L’esortazione ad agire in tal senso era arrivata qualche anno fa direttamente dall’Unesco, l’Organizzazione delle Nazioni Unite per l’Educazione, la Scienza e la Cultura, a seguito dei risultati della ricerca contenuta nel Rapporto GEM 2023. In Italia, il divieto sull’uso dei cellulari nelle scuole dell’infanzia, primaria e secondaria di primo grado era entrato in vigore un anno fa, ma partire da questo anno scolastico viene esteso anche agli istituti secondari di secondo grado. Le ragioni alla base del provvedimento sono molteplici: migliorare concentrazione e apprendimento, ma anche contrastare la dipendenza digitale e il cyberbullismo.

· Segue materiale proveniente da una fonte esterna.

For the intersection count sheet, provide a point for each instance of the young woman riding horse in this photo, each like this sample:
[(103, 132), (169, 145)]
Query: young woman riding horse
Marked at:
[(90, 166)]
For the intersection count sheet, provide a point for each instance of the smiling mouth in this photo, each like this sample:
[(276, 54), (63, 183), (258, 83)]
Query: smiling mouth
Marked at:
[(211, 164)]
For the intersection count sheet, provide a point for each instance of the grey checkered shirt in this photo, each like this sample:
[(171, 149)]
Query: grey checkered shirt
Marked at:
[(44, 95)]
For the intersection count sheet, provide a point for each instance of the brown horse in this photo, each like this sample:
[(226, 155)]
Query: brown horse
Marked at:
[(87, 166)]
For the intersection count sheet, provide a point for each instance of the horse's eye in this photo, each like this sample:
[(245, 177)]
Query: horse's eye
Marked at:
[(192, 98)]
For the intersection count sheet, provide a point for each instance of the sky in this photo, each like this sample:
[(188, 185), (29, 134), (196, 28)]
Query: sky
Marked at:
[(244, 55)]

Esistono, ovviamente, delle eccezioni: possono usarlo studenti con disabilità o DSA, chi ha per necessità personali documentate, oppure per specifiche attività didattiche funzionali alle lezioni.

Sulla decisione del ministro, però, come abbiamo visto, confluisce la stragrande maggioranza (89%) dei nordestini, e il sostegno al provvedimento, oltre che nettamente maggioritario, è anche trasversale a ogni settore sociale.